April 17, 2007

Taxi to the Dark Side: Bagram Abuses (finally) Explored

The Huffington Post (click on the title of this post to go there) is reporting on a sneak preview of the new documentary Taxi to the Dark Side, which focuses on the abuse and murder of two detainees at the U.S. military-run Bagram airbase in Afghanistan. I write about Bagram in my book, so it's gratifying to hear that someone has continued to press for more information on the incidents that took place there, which are too often overshadowed by the Abu Ghraib scandal.

April 06, 2007

Good War in Wash Post, Subliminally

I got this email this morning from Peter Manseau ed. of Killing the Buddha (www.killingthebuddha.com):

Hi Dave --

I just spotted this and thought you'd get a kick out of it: a Home
section feature by Sally Quinn, wife of former Post editor Ben
Bradlee, about how to decorate.

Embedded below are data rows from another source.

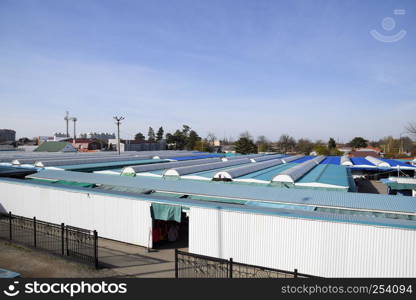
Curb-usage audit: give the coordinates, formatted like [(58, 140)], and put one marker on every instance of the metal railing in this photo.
[(59, 239), (189, 265)]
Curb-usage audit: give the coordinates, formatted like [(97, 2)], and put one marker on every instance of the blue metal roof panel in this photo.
[(333, 160), (361, 161), (269, 173), (395, 163), (179, 158), (327, 174), (303, 159)]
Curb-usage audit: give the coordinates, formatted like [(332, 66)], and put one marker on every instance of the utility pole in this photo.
[(75, 134), (401, 143), (118, 122), (67, 118)]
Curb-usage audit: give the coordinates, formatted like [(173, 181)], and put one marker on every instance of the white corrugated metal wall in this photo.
[(320, 248), (117, 218)]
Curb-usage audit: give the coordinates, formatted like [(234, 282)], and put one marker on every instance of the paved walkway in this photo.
[(134, 261), (116, 259)]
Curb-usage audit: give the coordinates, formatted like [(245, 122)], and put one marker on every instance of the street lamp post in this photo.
[(118, 122), (401, 143)]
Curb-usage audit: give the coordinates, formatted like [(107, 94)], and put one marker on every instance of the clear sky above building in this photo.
[(306, 68)]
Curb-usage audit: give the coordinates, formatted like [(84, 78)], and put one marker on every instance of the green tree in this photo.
[(263, 145), (286, 143), (192, 139), (332, 144), (358, 142), (245, 145), (304, 146), (321, 150), (151, 135), (139, 137), (160, 133), (203, 145), (179, 139)]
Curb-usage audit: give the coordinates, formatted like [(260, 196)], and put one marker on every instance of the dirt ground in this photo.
[(116, 260)]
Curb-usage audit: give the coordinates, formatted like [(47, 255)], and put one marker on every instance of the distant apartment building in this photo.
[(99, 136), (7, 136)]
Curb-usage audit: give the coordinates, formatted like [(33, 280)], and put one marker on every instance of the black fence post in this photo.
[(62, 239), (96, 249), (10, 225), (67, 240), (34, 231), (176, 264)]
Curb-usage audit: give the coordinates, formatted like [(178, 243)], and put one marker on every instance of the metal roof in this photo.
[(290, 213), (371, 202), (327, 174)]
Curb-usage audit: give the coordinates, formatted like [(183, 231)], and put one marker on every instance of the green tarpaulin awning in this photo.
[(166, 212)]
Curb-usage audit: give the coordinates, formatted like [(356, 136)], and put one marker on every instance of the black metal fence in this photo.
[(189, 265), (60, 239)]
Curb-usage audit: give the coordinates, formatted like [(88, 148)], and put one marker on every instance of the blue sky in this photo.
[(306, 68)]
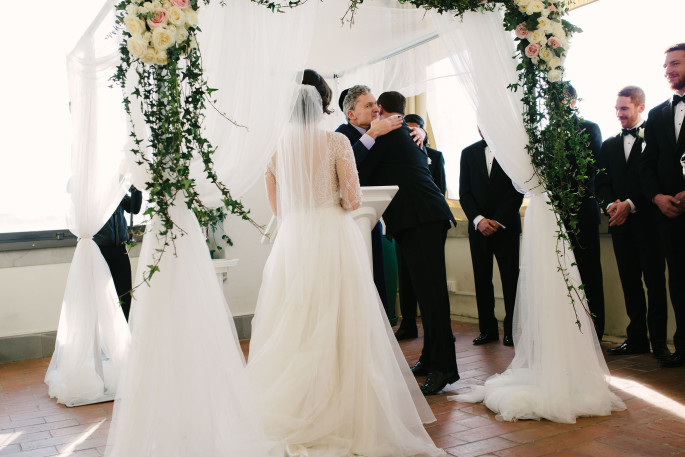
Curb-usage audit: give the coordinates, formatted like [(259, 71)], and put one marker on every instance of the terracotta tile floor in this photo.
[(33, 425)]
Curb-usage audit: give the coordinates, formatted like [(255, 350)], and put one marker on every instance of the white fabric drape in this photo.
[(558, 372), (92, 337)]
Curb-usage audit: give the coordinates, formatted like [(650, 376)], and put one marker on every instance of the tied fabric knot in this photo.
[(677, 99)]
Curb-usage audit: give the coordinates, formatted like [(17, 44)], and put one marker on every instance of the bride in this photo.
[(329, 377)]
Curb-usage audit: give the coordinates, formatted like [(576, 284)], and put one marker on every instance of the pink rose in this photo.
[(521, 31), (532, 50), (159, 18), (554, 42)]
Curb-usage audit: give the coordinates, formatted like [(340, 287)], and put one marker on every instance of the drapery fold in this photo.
[(558, 371), (92, 336)]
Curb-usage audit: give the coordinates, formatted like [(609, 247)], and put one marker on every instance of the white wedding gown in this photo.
[(558, 372), (183, 391), (329, 376)]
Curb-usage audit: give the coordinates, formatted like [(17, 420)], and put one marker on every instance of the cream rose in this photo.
[(191, 17), (181, 35), (546, 54), (176, 16), (134, 25), (532, 50), (162, 38), (160, 17), (537, 36), (544, 24), (535, 6), (521, 31), (137, 46), (554, 75)]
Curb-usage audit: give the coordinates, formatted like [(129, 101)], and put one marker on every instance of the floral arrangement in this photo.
[(156, 26), (159, 50)]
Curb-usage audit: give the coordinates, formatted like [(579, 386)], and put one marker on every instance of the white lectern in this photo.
[(375, 199)]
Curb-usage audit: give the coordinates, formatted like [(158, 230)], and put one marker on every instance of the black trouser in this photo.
[(672, 233), (422, 250), (639, 254), (379, 263), (503, 245), (120, 267)]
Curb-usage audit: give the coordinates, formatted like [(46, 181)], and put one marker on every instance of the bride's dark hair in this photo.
[(312, 78)]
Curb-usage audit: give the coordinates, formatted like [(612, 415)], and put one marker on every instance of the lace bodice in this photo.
[(336, 183)]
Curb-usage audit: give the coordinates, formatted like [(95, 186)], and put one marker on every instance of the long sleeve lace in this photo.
[(348, 178)]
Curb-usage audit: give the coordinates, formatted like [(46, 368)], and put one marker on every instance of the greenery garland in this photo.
[(159, 43)]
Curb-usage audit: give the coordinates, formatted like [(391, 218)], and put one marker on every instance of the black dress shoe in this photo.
[(661, 352), (486, 338), (676, 360), (629, 348), (406, 334), (437, 380), (419, 369)]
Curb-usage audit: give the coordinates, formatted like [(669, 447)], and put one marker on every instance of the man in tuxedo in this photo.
[(418, 218), (633, 232), (408, 300), (662, 167), (491, 204), (585, 242), (363, 129)]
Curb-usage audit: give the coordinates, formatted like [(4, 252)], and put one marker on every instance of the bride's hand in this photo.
[(382, 126)]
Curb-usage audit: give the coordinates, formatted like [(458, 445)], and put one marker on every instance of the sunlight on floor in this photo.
[(84, 436), (648, 394)]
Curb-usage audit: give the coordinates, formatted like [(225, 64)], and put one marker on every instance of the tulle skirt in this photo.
[(329, 376), (558, 372), (184, 391)]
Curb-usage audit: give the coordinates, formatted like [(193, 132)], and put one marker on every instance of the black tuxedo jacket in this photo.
[(620, 179), (494, 196), (661, 172), (396, 160), (437, 168), (360, 151)]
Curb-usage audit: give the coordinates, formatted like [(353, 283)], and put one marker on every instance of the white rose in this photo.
[(537, 36), (535, 6), (546, 54), (544, 24), (191, 17), (162, 38), (134, 25), (160, 57), (181, 35), (137, 46), (150, 55), (554, 75), (176, 16)]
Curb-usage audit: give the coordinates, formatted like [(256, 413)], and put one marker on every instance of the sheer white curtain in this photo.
[(558, 371), (92, 336)]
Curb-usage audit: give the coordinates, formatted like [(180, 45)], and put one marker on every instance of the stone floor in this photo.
[(33, 425)]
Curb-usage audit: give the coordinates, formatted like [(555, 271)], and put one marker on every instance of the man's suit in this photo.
[(662, 173), (408, 300), (360, 155), (494, 197), (418, 219), (636, 246), (586, 243)]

There's an interactive image of her
library, and sure enough A Good War is Hard to Find is there on the
coffee table:

http://www.washingtonpost.com/wp-srv/artsandliving/homeandgarden/features/2007/house-home-040507/gallery.html?hpid=artslot

I could spot that cover a mile away!

Hope this finds you well,
Peter

April 03, 2007

Another Review...This one at Bookslut

http://www.bookslut.com/features/2007_04_010890.php

April 01, 2007

Religion and Activism Blog (Pie and Coffee) to Host A Discussion of Good War

Check out the site "Pie and Coffee: Activism, Religion Hospitality" at www.pieandcoffee.org for a week-long discussion of "A Good War is Hard to Find." Pie and Coffee is run, according to the site, by "Catholic Wokers, personalists and Adam Villani."

For those of you not familiar with the Catholic Worker Movement, check out Wikipedia (http://en.wikipedia.org/wiki/Catholic_Worker_Movement) and www.catholicworker.org

Thanks to Pie and Coffee for hosting the discussion.

March 31, 2007

"Good War" Reviewed in New York Times Book Review!


After many months of teasing and leading us on, the New York Times Book Review has seen fit to publish a review of my book, A Good War is Hard to Find: The Art of Violence in America." (Click on the title of this post to read the review. Also, make sure to check out the link to the first two chapters of my book.) We kept hearing that there was "still a good chance" and that the editors "were waiting for it to be assigned a 'run date'" Frankly, I abandoned hope a couple months back when the Book Review ran a "War" issue, but now here it is, and on April Fool's Day, no less.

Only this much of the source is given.